# Pictures after a year using Sony cameras



## jar546 (Jan 20, 2018)

I think for many of you, taking photos on jobsites can be helpful.  About a year ago I switched from using Nikon cameras exclusively to the Sony brand.  I have been very happy with the results so far.  Here is a video I made with some music to help you enjoy (hopefully) the pictures.

This is best watched on a big screen:


----------



## ICE (Jan 20, 2018)

It takes a special talent to create this.  You definitely have that.  And a way cool workplace these days.  And your coworkers...


----------



## mark handler (Jan 20, 2018)

Oh, The life of Jeff


----------



## chris kennedy (Jan 20, 2018)

jar546 said:


> I think for many of you, taking photos on jobsites can be helpful.



Job site pics???

That was mad cool Jeff, like how you snuk a self portrait in there.


----------



## chris kennedy (Jan 20, 2018)

Have you toyed with the idea of drone photography?


----------



## cda (Jan 20, 2018)

Have not tried Sony,,

Partial to Nikon. Still trying to learn that camera


----------



## cda (Jan 20, 2018)

chris kennedy said:


> Have you toyed with the idea of drone photography?





https://www.thebuildingcodeforum.com/forum/threads/aerial-drone-footage.19051/


----------



## jar546 (Jan 20, 2018)

chris kennedy said:


> Have you toyed with the idea of drone photography?


I already to and have my FAA license.  I have already done work for the Discovery Channel and PBS and more.


----------



## jar546 (Jan 20, 2018)

cda said:


> Have not tried Sony,,
> 
> Partial to Nikon. Still trying to learn that camera


Nikon is a fantastic brand for still photography.


----------



## ICE (Jan 21, 2018)

I have an interest in using a drone for inspections.  It would be helpful for solar inspections where a tile roof is involved.  I don't walk on tile roofs and some roofs are just too scary.  I doubt that the AHJ that I work for would sanction drones....but I could use one until I was told not to.  

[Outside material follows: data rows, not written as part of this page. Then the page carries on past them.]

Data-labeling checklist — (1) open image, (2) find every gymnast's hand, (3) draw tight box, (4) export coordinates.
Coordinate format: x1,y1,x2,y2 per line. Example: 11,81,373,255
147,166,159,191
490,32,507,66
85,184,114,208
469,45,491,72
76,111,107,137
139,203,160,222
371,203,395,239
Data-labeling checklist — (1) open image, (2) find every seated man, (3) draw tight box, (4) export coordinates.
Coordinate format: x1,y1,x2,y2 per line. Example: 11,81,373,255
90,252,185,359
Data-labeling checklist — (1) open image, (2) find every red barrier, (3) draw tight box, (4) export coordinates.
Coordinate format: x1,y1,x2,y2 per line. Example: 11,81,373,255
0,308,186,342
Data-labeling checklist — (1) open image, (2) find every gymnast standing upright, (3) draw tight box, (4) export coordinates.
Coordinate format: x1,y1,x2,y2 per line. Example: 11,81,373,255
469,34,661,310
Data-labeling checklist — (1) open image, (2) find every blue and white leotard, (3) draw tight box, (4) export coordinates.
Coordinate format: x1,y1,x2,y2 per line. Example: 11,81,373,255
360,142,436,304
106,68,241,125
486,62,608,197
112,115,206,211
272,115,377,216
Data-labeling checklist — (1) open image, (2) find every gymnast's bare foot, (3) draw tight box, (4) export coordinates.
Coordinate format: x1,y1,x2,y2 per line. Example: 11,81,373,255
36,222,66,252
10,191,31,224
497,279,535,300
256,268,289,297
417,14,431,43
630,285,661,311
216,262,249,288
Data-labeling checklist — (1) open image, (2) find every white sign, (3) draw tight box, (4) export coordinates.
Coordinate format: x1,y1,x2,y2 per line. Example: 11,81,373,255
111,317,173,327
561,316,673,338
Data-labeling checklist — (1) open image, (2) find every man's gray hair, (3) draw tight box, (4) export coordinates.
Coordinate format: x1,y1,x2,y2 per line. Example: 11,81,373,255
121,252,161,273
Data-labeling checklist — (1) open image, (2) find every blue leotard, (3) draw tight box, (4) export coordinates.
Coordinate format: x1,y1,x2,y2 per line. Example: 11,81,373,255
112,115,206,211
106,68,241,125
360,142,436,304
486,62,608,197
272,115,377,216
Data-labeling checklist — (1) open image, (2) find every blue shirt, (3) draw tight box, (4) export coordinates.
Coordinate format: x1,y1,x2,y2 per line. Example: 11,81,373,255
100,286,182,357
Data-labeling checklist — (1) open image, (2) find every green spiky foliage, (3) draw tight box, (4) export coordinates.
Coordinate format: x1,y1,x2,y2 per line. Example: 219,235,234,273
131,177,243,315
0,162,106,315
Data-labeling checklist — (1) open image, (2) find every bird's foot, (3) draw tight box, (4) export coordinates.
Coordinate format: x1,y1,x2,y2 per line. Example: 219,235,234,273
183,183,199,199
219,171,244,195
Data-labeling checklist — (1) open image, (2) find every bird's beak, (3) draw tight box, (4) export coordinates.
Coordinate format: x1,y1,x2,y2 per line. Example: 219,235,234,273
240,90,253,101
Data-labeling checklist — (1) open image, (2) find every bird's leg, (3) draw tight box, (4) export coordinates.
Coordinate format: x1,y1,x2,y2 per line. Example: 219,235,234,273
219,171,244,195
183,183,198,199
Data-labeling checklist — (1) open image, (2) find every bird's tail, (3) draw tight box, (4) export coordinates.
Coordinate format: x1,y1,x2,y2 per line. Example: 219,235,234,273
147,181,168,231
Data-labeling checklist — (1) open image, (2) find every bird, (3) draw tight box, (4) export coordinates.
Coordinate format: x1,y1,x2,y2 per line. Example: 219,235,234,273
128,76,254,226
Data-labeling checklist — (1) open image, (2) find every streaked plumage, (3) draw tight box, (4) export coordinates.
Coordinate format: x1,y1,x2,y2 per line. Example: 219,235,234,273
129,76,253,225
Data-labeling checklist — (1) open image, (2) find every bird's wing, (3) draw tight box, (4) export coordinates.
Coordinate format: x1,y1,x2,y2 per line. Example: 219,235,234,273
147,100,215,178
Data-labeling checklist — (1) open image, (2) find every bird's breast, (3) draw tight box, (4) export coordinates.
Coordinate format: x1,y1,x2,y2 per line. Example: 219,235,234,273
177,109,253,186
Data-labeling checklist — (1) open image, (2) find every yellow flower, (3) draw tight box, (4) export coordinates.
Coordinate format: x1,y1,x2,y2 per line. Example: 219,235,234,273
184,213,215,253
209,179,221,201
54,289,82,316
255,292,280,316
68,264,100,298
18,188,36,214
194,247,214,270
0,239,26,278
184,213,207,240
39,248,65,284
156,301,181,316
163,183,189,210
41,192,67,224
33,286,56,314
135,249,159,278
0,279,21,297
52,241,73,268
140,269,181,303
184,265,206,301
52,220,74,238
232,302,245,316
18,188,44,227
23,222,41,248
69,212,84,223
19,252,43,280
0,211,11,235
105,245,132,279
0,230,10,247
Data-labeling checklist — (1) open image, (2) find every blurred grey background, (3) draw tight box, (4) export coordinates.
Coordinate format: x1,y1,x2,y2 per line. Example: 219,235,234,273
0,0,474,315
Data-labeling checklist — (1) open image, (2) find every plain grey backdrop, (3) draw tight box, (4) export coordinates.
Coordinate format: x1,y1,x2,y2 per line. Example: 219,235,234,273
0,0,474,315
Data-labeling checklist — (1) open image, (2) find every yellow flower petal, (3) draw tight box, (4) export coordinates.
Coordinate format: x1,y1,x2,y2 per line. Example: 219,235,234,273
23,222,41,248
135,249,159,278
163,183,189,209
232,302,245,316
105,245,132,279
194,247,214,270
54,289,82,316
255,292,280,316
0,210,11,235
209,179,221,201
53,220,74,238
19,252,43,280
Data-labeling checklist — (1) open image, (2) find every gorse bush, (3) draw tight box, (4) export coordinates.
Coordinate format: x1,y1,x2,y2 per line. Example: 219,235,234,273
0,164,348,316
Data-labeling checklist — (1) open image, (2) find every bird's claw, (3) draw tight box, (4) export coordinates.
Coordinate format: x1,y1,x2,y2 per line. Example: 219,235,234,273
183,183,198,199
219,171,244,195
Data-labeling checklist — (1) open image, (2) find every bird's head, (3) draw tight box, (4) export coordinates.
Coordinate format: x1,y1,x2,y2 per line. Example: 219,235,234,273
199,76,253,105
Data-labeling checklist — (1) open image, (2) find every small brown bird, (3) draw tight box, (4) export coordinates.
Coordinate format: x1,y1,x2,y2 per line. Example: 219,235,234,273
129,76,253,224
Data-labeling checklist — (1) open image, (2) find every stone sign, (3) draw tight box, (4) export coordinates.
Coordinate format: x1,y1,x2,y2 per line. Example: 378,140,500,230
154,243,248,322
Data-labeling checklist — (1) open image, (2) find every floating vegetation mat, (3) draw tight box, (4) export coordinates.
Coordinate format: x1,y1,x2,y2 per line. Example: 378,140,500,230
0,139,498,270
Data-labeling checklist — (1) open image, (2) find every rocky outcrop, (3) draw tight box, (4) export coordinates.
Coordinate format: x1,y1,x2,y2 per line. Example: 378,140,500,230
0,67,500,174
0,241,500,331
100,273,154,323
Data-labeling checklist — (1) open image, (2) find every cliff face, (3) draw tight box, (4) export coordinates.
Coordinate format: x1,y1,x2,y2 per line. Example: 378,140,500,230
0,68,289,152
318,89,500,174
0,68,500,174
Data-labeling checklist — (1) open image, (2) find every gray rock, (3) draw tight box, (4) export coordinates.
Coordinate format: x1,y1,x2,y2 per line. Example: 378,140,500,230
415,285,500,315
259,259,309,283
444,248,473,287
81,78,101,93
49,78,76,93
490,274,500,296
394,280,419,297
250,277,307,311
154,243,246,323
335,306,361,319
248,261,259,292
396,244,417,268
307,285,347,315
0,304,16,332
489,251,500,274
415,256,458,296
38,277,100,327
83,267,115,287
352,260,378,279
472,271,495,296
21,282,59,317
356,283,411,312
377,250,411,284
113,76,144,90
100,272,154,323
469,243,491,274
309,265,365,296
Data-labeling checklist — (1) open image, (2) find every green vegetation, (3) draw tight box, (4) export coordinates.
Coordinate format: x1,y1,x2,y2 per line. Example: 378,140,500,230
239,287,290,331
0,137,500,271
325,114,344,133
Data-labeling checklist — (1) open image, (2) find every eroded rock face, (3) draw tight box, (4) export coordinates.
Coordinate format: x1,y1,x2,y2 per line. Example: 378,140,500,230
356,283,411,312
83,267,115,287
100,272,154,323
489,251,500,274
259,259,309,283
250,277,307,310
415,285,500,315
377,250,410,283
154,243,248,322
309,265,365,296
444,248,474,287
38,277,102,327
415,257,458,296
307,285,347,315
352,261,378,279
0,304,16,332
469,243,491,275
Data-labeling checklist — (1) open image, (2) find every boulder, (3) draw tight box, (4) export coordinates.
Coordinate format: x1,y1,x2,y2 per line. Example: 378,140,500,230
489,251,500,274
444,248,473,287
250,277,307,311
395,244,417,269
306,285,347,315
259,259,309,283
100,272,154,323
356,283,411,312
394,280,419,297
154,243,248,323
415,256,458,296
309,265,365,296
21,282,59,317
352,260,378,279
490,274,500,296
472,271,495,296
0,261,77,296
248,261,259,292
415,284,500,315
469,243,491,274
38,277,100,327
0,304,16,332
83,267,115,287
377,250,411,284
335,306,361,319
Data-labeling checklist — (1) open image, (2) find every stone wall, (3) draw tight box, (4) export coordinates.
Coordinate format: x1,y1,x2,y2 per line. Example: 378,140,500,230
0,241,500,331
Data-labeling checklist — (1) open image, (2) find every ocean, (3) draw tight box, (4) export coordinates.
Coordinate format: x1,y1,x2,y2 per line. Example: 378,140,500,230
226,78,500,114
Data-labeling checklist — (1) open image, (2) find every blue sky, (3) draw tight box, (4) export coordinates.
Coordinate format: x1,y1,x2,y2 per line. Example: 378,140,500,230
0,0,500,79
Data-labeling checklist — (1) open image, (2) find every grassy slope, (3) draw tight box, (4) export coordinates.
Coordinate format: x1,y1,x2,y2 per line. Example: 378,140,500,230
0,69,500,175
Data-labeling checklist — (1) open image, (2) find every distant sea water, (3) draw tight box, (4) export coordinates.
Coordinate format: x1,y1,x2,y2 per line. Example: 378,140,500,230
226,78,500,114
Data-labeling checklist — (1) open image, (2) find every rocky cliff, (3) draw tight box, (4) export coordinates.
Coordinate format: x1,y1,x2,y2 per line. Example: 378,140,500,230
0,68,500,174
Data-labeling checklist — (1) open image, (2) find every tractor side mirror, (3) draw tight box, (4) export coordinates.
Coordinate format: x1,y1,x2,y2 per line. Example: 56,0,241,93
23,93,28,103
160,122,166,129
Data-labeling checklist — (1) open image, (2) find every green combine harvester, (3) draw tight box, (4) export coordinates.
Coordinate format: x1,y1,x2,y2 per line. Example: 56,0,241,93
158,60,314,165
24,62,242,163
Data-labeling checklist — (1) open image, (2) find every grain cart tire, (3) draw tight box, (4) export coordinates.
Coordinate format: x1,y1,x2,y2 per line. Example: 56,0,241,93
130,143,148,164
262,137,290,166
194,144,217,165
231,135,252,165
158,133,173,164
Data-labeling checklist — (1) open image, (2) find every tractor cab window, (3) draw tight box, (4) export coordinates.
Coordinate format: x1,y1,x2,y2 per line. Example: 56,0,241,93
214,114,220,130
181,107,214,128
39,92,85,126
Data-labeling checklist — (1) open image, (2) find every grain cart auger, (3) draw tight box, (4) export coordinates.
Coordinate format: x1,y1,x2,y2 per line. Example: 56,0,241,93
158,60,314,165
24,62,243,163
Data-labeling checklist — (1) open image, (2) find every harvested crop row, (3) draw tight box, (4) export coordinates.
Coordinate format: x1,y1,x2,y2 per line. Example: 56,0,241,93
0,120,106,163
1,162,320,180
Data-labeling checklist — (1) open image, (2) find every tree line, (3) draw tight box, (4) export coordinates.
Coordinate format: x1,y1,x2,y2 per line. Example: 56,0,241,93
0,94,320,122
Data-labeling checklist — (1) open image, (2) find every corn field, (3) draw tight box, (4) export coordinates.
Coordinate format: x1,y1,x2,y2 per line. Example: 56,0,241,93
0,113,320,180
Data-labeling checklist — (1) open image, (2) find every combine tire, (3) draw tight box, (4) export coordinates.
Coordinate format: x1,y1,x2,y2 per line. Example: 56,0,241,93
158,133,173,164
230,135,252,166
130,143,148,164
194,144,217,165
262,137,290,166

If you don't mind, In would like to know what make and model you settled on.  One thing that I haven't found is a drone camera with a zoom lens that isn't out of my price range.  The technology improves rapidly.  I saw one at Best Buy that has sonar on each corner to avoid obstacles.


----------



## jar546 (Jan 21, 2018)

I have 3 drones for my business.  A DJI Mavic Pro, DJI Phantom 4 and a DJI Inspire 2 with the X5S camera system plus an additional 45mm lens.  All used for different purposes.  I have done insurance roof inspections with the Phantom 4 but the Inspire 2 would work much better.  It is just way, way, way too expensive.


----------



## ICE (Jan 21, 2018)

How has the learning curve been....crashes, etc.  I read that DJI offers an extra cost warrenty that covers crashes...even if it is the fault of the operator.  It didn't say how much it cost.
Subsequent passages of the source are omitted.